The radiator booster improves the circulation of air around the radiator, helping to increase the effectiveness of the emitted heat and therefore saving up to £140 on your heating bills by lowering consumption. It can pay for itself in as little as 8 weeks.
How does it work?
Using a series of mini fans, the Radiator booster circulates patches of hot air that are trapped behind a radiator. Once the temperature of the radiator reaches 30C, the fans automatically switch on, sucking up hot air and circulating it around the room.
How did it work for me?
I do sometimes feel that my radiators are not working as efficiently as they perhaps could do, and therefore I was curious when I saw the Radiator Booster concept. If it was able to circulate the hot air trapped behind the radiator then surely I wouldn’t need to have my thermostat set quite so high and I would therefore save money on my energy bills.
It was easy to set up, just a simple plug-in and place, and seemed to fit in well with the room. The real test would obviously take place when the radiators were on and above the 30C required to turn the boosters on. While I have to say I could hear the immediate moment that they came on, I soon got used to the very faint ‘whirring’ noise and any television or music being played drowns out the sound completely.

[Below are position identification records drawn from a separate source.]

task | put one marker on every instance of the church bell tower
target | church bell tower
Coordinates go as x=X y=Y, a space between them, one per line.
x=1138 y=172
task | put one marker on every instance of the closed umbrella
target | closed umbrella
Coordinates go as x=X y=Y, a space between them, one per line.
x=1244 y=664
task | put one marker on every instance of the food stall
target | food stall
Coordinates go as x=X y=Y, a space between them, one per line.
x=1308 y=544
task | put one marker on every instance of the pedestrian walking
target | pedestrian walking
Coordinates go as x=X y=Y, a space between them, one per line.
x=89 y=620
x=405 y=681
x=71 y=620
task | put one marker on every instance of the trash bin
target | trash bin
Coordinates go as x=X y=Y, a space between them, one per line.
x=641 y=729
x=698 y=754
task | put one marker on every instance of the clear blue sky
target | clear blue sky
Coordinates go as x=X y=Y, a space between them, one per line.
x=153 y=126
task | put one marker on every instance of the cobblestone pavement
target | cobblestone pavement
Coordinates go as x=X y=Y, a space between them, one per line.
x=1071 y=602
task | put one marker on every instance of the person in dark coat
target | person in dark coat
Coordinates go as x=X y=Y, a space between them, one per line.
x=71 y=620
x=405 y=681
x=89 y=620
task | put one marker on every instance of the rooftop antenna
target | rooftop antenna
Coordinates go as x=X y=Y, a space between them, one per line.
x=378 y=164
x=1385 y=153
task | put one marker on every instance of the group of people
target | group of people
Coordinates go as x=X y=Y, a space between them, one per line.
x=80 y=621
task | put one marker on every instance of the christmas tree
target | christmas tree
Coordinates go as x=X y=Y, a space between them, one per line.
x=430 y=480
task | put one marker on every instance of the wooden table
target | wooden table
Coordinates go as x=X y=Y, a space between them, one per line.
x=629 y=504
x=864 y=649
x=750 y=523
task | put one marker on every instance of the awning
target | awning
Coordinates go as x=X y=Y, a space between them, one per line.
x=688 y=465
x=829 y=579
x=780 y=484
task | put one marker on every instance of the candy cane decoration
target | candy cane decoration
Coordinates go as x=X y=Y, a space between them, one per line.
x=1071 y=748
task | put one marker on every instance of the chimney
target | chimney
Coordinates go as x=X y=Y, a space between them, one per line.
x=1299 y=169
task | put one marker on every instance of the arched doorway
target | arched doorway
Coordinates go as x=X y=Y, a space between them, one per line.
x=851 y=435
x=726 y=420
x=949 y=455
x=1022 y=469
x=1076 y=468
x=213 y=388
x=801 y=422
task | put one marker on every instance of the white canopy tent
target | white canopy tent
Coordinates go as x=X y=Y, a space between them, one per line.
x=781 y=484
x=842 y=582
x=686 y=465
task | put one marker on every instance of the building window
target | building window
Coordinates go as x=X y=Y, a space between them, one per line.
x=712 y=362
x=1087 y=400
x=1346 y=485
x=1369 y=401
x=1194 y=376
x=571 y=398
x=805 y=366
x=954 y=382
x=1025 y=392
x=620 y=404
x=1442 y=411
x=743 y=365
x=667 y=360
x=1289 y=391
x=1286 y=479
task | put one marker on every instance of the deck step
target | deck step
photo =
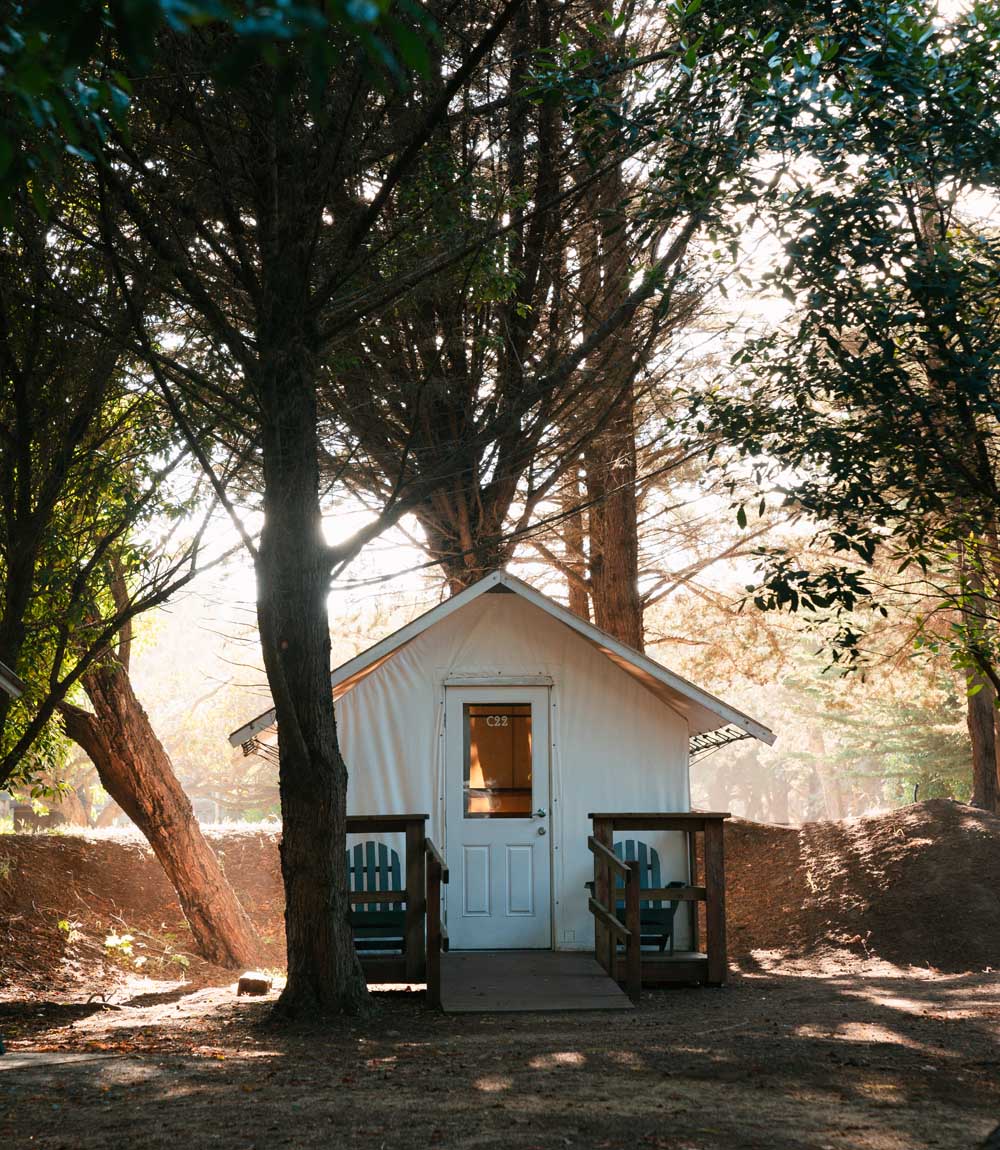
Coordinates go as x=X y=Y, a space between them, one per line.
x=509 y=981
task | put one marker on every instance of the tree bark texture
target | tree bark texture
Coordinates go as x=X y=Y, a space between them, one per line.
x=293 y=566
x=610 y=464
x=981 y=719
x=136 y=771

I set up a series of thermometers around the room and took readings before and after the radiator booster was installed. While I didn’t particularly notice any obvious differences in the temperature before looking at the results, they clearly showed a positive change of around 2C.
Negatives: Obvious sound issues may be a concern to many; along with the potentially negative view many people may hold towards their aesthetic feel. They also require a plug socket within a sensible distance from the radiator.
Positives: The increase in temperature consistency throughout the room cannot be ignored, and the savings that these can lead to may be worth the negatives.